W5x00 chip initialization.
 
param: None
returns: None
​
"""
def w5x00_init():
    global nic
    spi=SPI(0,2_000_000, mosi=Pin(19),miso=Pin(16),sck=Pin(18))
    nic = network.WIZNET5K(spi,Pin(17),Pin(20)) #spi,cs,reset pin
    nic.active(True)
    
    try:
        #DHCP
        print("\r\nConfiguring DHCP")
        nic.ifconfig('dhcp')
    except:
        #None DHCP
        print("\r\nDHCP fails, use static configuration")
        nic.ifconfig(('192.168.1.20','255.255.255.0','192.168.1.1','8.8.8.8'))#Set static network address information
    
    #Print network address information
    print("IP         :",nic.ifconfig()[0])
    print("Subnet Mask:",nic.ifconfig()[1])
    print("Gateway    :",nic.ifconfig()[2])
    print("DNS        :",nic.ifconfig()[3],"\r\n")
    
    #If there is no network connection, the register address information is printed
    while not nic.isconnected():
        time.sleep(1)
        print(nic.regs())
        
"""
UDP loop testing.
 
param: None
returns: None
​
"""    
def udp_loop():
    global nic
    s = usocket.socket(usocket.AF_INET, usocket.SOCK_DGRAM)
    s.bind((nic.ifconfig()[0], local_port)) #Source IP Address
    print(f"Opened UDP loopback\r\nip:{nic.ifconfig()[0]},port:{local_port}")
    time.sleep(1)
    while True:
        data,addr = s.recvfrom(2048)
        print(f'Received:{data} from:{addr}')
        s.sendto(b'%s' % data, addr)
    
def main():
    print("WIZnet chip UDP example")
    w5x00_init()
    udp_loop()
​
if __name__ == "__main__":
    main()

4.5 Burning Verification

To test the Ethernet examples, the development environment must be configured to use a Raspberry Pi Pico.

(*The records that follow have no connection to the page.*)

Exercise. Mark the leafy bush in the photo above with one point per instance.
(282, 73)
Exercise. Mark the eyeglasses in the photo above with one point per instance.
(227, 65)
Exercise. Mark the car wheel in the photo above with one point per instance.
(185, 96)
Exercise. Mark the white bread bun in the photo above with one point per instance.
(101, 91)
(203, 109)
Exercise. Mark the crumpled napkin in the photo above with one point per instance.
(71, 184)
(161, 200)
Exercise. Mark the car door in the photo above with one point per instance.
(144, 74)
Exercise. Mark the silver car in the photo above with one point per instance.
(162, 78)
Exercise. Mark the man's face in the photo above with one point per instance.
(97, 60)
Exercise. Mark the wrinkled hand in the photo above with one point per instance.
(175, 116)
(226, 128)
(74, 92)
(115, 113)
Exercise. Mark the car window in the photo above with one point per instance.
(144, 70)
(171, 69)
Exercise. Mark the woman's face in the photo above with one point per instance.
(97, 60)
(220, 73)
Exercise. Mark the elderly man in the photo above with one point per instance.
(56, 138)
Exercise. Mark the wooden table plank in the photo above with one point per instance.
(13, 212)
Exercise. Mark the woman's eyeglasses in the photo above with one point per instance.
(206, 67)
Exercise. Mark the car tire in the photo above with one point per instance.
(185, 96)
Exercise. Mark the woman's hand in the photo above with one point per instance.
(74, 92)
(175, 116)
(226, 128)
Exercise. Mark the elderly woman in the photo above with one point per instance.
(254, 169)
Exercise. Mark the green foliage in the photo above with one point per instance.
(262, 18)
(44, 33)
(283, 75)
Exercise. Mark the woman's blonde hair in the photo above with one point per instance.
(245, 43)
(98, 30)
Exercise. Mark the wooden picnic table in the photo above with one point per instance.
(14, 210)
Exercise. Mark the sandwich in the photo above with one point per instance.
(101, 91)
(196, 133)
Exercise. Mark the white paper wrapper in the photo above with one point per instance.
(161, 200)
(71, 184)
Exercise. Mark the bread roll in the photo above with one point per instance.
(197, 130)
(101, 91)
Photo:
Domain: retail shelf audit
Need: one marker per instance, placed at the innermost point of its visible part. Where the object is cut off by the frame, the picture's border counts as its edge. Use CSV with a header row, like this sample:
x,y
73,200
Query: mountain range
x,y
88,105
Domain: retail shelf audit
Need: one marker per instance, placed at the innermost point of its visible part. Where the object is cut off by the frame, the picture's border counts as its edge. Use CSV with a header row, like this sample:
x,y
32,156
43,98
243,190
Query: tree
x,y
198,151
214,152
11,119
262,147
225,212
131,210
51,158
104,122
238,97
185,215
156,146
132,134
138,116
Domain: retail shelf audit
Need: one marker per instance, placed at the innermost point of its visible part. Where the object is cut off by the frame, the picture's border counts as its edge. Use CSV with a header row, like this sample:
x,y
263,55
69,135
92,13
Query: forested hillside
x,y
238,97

Required development environment

Thonny

If you must compile MicroPython, you must use a Linux or Unix environment.

Step 1: Copy the program to Thonny, then select the environment as Raspberry Pi Pico, and finally click Run.

Step 2: Open a UDP in the network debugging assistant and connect to the development board.

Step 3: Conduct communication loopback test.

Note: Because MicroPython's print function enables stdout buffering, sometimes the content will not be printed out immediately.

5. Precautions

If you use WIZnet's W5500 to implement the examples in this chapter, you only need to burn the firmware of the W5500 and run the example program.